The Childhood Health Assessment Questionnaire (CHAQ) [31] was used to measure the functional ability of the patients. To evaluate the HRQoL in JIA patients and healthy peers, the German version of the Pediatric Quality of Life Inventory generic core scales 4.0 (PedsQL) was used [32, 33]. The PedsQL consists of four subscales (physical functioning, emotional functioning, social functioning, and school functioning) which can be combined into physical health and psychosocial health composite scales, as well as the PedsQL total score. PedsQL scores range from 0 (being the worst) to 100 (being the best possible HRQoL). The parents of all participants completed the PedsQL at each visit.

The Strength and Difficulties Questionnaire (SDQ) [34, 35] was administered to the parents of all children aged 5 years or above at the time of enrollment. The total difficulties score ranges from 0 to 40. Higher scores are an indicator of more severe psychosocial problems, e.g., emotional and behavioral problems: scores ≤ 13 are classified as ‘normal’; scores 14–16 as ‘borderline’; and scores ≥ 17 as ‘conspicuous’.

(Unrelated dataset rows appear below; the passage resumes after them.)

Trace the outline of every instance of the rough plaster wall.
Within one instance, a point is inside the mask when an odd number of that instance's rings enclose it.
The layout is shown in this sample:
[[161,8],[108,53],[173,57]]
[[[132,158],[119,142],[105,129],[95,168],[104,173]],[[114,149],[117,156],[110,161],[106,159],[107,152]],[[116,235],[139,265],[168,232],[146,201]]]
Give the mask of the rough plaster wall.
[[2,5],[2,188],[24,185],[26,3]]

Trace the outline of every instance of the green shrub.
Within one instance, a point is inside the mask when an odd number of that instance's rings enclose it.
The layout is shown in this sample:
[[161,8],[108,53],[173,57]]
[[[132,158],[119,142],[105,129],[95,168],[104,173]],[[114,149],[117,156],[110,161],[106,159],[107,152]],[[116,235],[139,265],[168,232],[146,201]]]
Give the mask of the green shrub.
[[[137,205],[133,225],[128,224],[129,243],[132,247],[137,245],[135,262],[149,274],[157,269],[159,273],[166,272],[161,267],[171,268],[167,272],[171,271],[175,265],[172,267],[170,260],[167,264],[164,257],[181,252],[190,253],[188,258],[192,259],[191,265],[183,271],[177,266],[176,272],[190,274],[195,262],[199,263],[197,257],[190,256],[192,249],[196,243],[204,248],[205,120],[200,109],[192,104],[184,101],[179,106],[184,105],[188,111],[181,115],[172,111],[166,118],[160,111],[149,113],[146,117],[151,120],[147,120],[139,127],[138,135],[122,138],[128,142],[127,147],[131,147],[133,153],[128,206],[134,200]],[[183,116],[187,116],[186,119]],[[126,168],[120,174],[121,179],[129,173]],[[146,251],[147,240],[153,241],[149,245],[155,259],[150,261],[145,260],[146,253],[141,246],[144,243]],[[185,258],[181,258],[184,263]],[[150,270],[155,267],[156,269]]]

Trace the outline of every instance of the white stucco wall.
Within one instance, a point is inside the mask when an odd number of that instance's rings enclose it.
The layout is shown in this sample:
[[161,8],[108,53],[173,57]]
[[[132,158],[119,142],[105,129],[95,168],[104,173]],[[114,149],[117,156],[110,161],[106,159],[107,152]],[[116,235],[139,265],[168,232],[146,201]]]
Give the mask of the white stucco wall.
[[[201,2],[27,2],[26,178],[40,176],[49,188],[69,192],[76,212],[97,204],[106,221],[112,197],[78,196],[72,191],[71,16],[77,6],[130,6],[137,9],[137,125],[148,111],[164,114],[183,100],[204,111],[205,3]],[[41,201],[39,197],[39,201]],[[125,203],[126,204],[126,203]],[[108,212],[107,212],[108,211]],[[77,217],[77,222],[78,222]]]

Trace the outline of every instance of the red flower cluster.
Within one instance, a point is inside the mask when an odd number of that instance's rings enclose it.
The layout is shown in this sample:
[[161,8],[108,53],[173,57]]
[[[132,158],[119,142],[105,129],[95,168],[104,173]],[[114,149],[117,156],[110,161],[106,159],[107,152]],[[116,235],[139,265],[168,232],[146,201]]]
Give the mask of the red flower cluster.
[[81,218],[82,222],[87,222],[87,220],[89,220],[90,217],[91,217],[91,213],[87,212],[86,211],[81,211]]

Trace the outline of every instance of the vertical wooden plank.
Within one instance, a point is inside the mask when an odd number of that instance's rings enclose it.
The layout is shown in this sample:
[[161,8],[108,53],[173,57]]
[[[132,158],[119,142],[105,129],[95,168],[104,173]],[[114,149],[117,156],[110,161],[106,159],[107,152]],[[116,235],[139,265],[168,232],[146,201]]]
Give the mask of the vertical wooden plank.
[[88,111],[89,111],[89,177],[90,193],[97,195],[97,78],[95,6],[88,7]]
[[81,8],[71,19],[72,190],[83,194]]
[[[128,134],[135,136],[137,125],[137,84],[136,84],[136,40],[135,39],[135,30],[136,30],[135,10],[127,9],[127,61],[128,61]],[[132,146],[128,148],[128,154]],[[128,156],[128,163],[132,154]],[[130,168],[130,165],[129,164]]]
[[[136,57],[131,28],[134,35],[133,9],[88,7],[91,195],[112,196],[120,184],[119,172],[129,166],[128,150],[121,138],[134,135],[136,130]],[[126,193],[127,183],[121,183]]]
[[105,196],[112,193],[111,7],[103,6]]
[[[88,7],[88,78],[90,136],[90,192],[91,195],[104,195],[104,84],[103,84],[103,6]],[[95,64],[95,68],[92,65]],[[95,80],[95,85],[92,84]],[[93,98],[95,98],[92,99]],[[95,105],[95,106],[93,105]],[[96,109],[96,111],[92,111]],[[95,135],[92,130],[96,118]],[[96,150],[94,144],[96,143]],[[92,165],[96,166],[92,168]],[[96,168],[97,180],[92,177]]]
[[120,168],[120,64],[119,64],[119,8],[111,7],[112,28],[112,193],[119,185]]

Parents of JIA patients also completed the German version of the Impact on Family Scale [36], the Family Burden Questionnaire (FaBel) 3 months after enrollment. The FaBel [37] measures the burden of a chronic illness on the family of the patient. The summary scale ranges from 0 to 4, and higher scores indicate a greater family burden.

Socioeconomic status

An established German multidimensional aggregated index was used to measure the socioeconomic status (SES) of the child. This index was evaluated and adapted from a representative German population sample of 17,641 study participants aged up to 17 years [38]. Since the parental work status was not ascertained in the ICON study, the calculation of this index was modified to be based only on parental education level (including schooling and vocational training) and household net income. According to Lampert et al. [38], the highest education level of the mother or father was used to assign the specific education score (ranging from low (1) to high (7)). The household equivalence net income score was calculated by dividing the net income by the square root of the number of family members (range from low (1) to high (7)) (http://www.oecd.org/els/soc/OECD-Note-EquivalenceScales.pdf). Based on the education level of the parents, missing net income data were imputed separately for parents of patients and parents of peers using the SAS® procedure MI. One imputation was used to calculate the household equivalence net income score since this is not a main outcome parameter. The lower and upper quartiles of the sum of the education and income scores (6.55, 12.1) were used as cut-points to define low, moderate, and high SES.

Study questions

The PedsQL total score and the PedsQL physical health as well as psychosocial health scales were used to compare the 36-month trajectories of HRQoL of JIA patients with that of healthy peers (aims 1 and 2, respectively). PedsQL scores of the peers were used to define optimal and suboptimal HRQoL states. Predictors of a suboptimal HRQoL status were identified in JIA patients (aim 3). In addition, as secondary outcomes, the disease activity measured by the cJADAS-10 and functional ability assessed by the CHAQ were investigated.

Statistical analysis

Marginal structural models were applied to achieve an approximation of age and gender distribution and social status characteristics between patients and peers. The following approach was applied. Logistic regression with the binary dependent variable patient or peer and the covariables age, sex, country of origin, parental education, and household equivalence net income was used to calculate weighted samples. For example, peers with a low social status underrepresented in the peer group were given a weight > 1, while the overrepresented group of peers with a high social status received a weight < 1. This weighting resulted in balanced samples which were used for the statistical analysis. Only columns 2 and 3 of Table 1 and Table 2 refer to unweighted samples; all other analyses have been calculated on the basis of weighted samples.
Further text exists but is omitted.